What started in June as a series of peaceful demonstrations against Beijing’s growing exertion of its rule over Hong Kong has devolved into escalated violence between protestors and the territory’s police force.
The chants in favour of democracy and opposition to the Chinese Communist Party have now been replaced by violent confrontations, culminating with the police shooting and killing an unarmed protestor at point blank range on Monday.
The protestors’ core five demands, known as “Five Demands and Not One Less”, have remained the same since the protests began. But, until now, only one of them has been met – the withdrawal of an extradition bill which would have allowed criminal suspects to be sent to China for trial. The other four include the establishment of an independent commission to investigate allegations of police brutality and misconduct; the retraction of riot charges against arrested and detained protestors; and the implementation of full democratic rights for all citizens.
In other words, the citizens of Hong Kong are demanding less of Beijing’s rule and influence and more democracy. While there’s little doubt a great many of the territory’s citizens and residents have grown tired of disruptions caused by the protests – with some questioning the means and methods deployed by some of the protestors – it is also true that an overwhelming majority of the island is grateful that these protests resulted in the withdrawal of the extradition bill.
There’s also no denying that these pro-democracy and anti-Beijing protestors rightfully and understandably believe that they are fighting for their lives and the future of their families. In almost every conversation I’ve had with those attaching themselves to the Anti Extradition Bill movement, the words “Xinjiang” and “Tibet” have come up.
In particular, Xinjiang’s Muslim concentration camps loom large in the minds of those who live within touching distance of China.

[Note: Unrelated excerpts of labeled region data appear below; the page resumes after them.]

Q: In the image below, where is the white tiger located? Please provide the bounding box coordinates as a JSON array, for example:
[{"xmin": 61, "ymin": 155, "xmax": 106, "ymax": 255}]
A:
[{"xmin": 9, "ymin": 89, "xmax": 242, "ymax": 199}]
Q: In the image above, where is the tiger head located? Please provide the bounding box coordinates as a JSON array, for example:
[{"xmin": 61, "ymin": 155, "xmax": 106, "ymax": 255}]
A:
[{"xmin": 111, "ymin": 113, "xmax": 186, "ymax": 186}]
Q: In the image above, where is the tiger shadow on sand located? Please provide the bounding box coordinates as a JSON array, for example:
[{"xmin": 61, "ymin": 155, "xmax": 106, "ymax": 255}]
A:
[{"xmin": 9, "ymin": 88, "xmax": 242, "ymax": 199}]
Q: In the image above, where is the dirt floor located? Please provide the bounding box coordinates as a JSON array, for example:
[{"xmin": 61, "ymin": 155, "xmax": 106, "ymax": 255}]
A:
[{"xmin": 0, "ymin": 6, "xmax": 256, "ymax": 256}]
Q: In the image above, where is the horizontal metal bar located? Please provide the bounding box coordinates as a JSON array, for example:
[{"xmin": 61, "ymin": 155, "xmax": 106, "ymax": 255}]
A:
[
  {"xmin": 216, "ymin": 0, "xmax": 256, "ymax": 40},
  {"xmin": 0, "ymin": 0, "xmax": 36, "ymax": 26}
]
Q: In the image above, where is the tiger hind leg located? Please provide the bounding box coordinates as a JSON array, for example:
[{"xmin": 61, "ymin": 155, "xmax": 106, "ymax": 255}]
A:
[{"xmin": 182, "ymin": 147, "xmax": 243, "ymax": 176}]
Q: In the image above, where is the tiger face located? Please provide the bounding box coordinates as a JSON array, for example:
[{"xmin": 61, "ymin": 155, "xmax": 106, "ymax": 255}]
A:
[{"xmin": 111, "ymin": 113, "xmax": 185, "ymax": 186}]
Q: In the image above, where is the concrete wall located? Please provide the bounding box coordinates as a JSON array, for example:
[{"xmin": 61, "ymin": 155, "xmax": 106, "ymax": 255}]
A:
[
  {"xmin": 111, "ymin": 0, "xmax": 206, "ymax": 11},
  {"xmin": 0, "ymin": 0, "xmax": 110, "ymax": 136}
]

In a revelatory article for The Atlantic, Zeynep Tufekci shared a summary of conversations he held with protestors on the streets of Hong Kong this week. “They talked about Xinjiang and what China had done to the Uighur minority,” he wrote. “I’ve heard about the fate of the Uighurs from so many protestors over the months. China many have wanted to make an example out of the region, but the lesson Hong Kongers took was in the other direction – resist with all your might, because if you lose once, there will be a catastrophe for your people, and the world will ignore it.”
Protestors in Hong Kong have also familiarised themselves with recent revelations regarding the depraved level of mass rape, torture, executions and other forms of physical and psychological abuse meted out by Chinese authorities to the Uighur minority in an systematic effort to eliminate their culture and indoctrinate them into vigorously adhering to the Communist Party’s ideology.
When the Washington Post published a Uighur woman’s harrowing ordeal in a Chinese concentration camp last month, it went viral in Hong Kong, particularly among the protestors. It told of how 2,500 prisoners, ranging in age from 13 to 84, were subjected to the brutality of the Chinese state. “They would punish inmates for everything,” Sayragul Sauytbay told an interpreter. “Anyone who didn’t follow the rules was punished. Those who didn’t learn Chinese properly or who didn’t sing the songs was also punished.”
Her accounts regarding the pack rape of both men and women not only drew attention in Hong Kong, but also globally. She told Haaretz: “While they were raping her they checked to see how we were reacting. People who turned their head or closed their eyes, and those who looked angry or shocked, were taken away and we never saw them again.”
Uighur activists have now documented nearly 500 Muslim concentration camps in Xinjiang, with Randall Schriver, the top Pentagon official for Asia, estimating that the total number of detainees is “likely closer to three million citizens” or roughly 25% of the total Uighur population.
“If we lose, Hong Kong will become Xinjiang,” Jackool, a 30 year-old theatre technician and protestor, told AFP in September.
There’s little doubt that if, or when, Beijing sinks the full weight of its gigantic force into Hong Kong, the present reality of Muslims in Xinjiang is the future that awaits pro-democracy activists on the island territory.
The Chinese Communist Party views Islam as a cancer that has the potential to threaten or disrupt its economic imperatives in the north-west of the country, which is also how Beijing views democracy in Hong Kong – an ideological threat that has to be eliminated at some point or another.
Xiao Qiang, director of the Counter-Power Lab at the University of California at Berkeley’s School of Information, has said that the party views Xinjiang as its “frontline” testing ground for data-driven surveillance measures, which allow authorities to track the every movement of every Uighur every second of the day via GPS tracking devices, facial recognition cameras and DNA databases.
“China’s goal is to use these technologies to suppress dissent and to predict and snuff out any challenge to the ruling Communist Party’s grip on power,” observes The Washington Post.
While it’s patently obvious that protestors in Hong Kong are immediately focused on pressuring the Government into implementing democratic reforms, there is also little doubt of the mobilising affect China’s Muslim concentration camps are having on the territory’s eight million citizens.